On Sharing Data - SmartData Collective

While security and privacy issues prevent sensitive data from being shared (e.g., customer data containing personal financial information or patient data containing personal health information), do you have access to data that would be more valuable if you shared it with the rest of your organization—or perhaps the rest of the world?

We are all familiar with the opposite of data sharing within an organization—data silos. Somewhat ironically, many data silos start with data that was designed to be shared with the entire organization (e.g., from an enterprise data warehouse), but was then replicated and customized in order to satisfy the particular needs of a tactical project or strategic initiative. This customized data often becomes obsolesced after the conclusion (or abandonment) of its project or initiative.

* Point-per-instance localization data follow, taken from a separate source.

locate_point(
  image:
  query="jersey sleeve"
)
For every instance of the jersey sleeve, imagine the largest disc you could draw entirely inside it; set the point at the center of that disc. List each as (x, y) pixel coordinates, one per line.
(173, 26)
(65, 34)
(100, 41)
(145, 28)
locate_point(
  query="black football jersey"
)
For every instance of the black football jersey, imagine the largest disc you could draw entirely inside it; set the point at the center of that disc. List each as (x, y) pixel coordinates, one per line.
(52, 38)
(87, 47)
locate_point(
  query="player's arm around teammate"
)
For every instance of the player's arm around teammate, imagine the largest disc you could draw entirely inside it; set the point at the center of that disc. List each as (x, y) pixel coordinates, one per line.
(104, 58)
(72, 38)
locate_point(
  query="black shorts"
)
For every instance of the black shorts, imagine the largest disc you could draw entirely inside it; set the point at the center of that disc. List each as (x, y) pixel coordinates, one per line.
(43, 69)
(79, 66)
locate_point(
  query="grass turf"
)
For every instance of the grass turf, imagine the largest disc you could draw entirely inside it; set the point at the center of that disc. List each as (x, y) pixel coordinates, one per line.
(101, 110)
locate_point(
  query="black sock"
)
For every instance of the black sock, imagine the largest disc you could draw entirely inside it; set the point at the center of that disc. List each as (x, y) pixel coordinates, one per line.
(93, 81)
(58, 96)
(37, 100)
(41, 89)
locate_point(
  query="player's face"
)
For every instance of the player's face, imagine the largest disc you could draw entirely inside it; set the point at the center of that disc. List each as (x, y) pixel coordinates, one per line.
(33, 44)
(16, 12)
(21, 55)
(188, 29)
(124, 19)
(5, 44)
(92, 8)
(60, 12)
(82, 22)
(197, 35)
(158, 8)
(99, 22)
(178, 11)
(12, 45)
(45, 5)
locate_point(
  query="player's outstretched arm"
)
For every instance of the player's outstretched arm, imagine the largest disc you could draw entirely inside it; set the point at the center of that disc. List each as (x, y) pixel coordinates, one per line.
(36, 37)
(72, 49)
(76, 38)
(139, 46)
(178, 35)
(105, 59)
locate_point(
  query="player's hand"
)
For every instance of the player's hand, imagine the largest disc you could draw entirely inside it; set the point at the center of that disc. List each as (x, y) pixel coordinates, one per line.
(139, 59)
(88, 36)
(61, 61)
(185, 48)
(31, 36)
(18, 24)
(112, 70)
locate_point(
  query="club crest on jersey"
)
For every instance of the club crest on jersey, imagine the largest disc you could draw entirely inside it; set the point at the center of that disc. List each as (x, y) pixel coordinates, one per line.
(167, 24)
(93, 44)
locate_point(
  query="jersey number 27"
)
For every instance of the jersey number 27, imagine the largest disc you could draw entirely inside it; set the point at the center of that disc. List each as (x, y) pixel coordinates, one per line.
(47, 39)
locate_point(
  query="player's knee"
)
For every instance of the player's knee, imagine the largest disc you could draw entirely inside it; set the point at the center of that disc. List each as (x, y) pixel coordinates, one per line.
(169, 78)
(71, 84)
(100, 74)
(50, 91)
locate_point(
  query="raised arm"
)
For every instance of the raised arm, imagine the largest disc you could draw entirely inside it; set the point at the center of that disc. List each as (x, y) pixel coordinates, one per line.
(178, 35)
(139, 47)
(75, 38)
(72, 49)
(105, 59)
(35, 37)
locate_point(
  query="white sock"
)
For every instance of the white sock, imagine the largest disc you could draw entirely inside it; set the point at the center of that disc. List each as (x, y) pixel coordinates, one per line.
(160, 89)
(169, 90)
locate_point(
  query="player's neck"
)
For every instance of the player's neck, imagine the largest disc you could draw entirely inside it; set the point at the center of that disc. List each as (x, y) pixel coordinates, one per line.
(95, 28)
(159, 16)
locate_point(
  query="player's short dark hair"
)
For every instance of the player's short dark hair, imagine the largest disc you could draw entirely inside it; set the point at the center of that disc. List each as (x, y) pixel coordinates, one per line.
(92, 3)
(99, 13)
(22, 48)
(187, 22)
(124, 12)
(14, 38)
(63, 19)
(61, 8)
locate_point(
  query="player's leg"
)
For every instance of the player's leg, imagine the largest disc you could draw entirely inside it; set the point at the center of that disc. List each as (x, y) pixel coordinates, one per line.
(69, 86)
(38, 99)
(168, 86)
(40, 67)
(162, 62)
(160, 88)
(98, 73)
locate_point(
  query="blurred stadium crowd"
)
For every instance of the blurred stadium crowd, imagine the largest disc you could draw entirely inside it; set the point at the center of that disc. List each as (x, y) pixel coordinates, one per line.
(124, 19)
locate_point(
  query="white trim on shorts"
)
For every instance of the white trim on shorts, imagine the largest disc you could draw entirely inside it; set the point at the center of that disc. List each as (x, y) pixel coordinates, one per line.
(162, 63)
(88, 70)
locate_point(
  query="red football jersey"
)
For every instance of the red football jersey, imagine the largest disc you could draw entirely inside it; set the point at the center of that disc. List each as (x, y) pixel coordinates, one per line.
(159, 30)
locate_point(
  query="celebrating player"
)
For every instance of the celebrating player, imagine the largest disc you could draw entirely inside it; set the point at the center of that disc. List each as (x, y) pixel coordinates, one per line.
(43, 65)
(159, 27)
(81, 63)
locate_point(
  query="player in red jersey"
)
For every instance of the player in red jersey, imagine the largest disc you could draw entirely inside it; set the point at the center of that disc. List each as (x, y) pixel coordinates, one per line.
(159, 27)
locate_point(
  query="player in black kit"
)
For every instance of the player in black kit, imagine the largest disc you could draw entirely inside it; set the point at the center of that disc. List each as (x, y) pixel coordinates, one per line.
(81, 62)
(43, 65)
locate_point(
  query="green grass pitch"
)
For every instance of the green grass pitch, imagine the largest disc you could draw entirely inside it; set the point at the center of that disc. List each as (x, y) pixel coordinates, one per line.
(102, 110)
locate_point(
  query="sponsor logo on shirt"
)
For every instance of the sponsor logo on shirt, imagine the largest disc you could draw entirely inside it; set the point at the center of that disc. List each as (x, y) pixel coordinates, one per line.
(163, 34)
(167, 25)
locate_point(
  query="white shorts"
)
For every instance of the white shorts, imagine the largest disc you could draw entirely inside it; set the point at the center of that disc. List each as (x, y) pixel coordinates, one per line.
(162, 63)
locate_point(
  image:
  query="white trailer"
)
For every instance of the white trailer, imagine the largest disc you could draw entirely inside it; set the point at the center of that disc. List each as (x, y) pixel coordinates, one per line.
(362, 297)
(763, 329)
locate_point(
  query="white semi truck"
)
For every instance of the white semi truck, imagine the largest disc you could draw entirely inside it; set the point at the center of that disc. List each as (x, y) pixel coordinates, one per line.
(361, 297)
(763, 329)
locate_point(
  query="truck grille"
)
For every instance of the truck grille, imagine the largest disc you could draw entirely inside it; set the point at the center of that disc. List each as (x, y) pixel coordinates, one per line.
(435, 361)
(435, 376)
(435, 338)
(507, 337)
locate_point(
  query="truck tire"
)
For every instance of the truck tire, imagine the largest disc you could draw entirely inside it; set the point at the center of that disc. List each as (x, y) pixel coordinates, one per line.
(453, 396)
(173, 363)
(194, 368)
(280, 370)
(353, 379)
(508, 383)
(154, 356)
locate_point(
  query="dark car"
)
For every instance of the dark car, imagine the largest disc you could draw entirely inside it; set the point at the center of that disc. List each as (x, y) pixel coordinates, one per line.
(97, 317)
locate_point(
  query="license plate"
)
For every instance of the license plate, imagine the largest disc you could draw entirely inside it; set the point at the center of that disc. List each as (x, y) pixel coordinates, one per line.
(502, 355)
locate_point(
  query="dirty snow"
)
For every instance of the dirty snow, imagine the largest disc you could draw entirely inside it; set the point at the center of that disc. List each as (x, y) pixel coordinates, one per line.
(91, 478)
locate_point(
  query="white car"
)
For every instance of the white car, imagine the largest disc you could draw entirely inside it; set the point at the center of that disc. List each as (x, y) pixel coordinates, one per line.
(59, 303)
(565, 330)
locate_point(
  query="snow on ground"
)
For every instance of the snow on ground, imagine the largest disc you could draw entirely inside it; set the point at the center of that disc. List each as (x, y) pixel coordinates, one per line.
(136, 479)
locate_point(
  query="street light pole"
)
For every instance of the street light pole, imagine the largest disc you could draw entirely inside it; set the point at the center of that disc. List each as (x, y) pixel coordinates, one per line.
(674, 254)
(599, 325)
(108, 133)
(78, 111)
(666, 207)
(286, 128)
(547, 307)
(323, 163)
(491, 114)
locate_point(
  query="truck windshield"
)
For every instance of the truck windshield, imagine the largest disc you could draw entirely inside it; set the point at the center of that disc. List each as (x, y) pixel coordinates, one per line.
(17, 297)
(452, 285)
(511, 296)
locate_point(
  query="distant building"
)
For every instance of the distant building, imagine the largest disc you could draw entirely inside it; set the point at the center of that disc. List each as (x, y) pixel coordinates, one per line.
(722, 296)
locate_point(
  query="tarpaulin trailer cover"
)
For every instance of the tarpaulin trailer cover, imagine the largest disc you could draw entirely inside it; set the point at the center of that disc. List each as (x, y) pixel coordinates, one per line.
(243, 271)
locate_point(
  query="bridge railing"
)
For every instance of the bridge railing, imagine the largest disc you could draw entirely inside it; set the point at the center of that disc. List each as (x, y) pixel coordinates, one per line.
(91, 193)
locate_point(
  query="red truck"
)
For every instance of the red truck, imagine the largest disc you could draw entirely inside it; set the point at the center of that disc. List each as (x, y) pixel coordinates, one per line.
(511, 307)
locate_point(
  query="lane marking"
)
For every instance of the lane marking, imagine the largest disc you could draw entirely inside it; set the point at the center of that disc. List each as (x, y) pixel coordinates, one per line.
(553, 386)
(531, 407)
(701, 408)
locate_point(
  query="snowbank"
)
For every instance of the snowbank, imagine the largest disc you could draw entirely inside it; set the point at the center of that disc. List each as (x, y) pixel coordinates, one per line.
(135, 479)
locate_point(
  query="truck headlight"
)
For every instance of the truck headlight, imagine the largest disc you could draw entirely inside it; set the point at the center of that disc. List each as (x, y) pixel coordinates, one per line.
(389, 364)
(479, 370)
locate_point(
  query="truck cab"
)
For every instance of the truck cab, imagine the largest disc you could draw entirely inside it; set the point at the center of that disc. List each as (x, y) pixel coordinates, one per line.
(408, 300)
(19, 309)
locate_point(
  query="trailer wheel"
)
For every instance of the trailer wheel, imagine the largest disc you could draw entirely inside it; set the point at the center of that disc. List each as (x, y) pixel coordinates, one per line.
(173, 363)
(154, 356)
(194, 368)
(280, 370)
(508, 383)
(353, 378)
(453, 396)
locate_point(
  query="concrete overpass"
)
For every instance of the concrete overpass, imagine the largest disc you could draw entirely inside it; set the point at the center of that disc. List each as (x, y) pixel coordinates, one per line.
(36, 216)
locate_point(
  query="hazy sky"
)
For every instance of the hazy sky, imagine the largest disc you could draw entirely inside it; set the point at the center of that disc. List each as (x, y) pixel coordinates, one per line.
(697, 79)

Data silos are usually denounced as evil, but the real question is whether the data hoarded within a silo is sharable—is it something usable by the rest of the organization, which may be redundantly storing and maintaining their own private copies of the same data, or are the contents of the data silo something only one business unit uses (or is allowed to access in the case of sensitive data).

Most people decry data silos as the bane of successful enterprise data management—until you expand the scope of data beyond the walls of the organization, where the enterprise’s single version of the truth becomes a cherished data asset (i.e., an organizational super silo) intentionally siloed from the versions of the truth maintained within other organizations, especially competitors.

We need to stop needlessly replicating and customizing data—and start reusing and sharing data.

Historically, replication and customization had two primary causes:

Limitations in technology (storage, access speed, processing speed, and a truly sharable infrastructure like the Internet) meant that the only option was to create and maintain an internal copy of all data.

Proprietary formats and customized (and also proprietary) versions of common data was viewed as a competitive differentiation—even before the recent dawn of the realization that data is a corporate asset.

Hoarding data in a proprietary format and viewing “our private knowledge is our power” must be replaced with shared data in an open format and viewing “our shared knowledge empowers us all.”

This is an easier mantra to recite than it is to realize, not only within an organization or industry, but even more so across organizations and industries. However, one of the major paradigm shifts of 21st century data management is making more data publicly available, following open standards (such as MIKE2.0) and using unambiguous definitions so data can be easily understood and reused.

Of course, data privacy still requires sensitive data not be shared without consent, and competitive differentiation still requires intellectual property not be shared outside the organization. But this still leaves a vast amount of data, which if shared, could benefit our increasingly hyper-connected world where most of the boundaries that used to separate us are becoming more virtual every day. Some examples of this were made in the recent blog post shared by Henrik Liliendahl Sørensen about Winning by Sharing Data.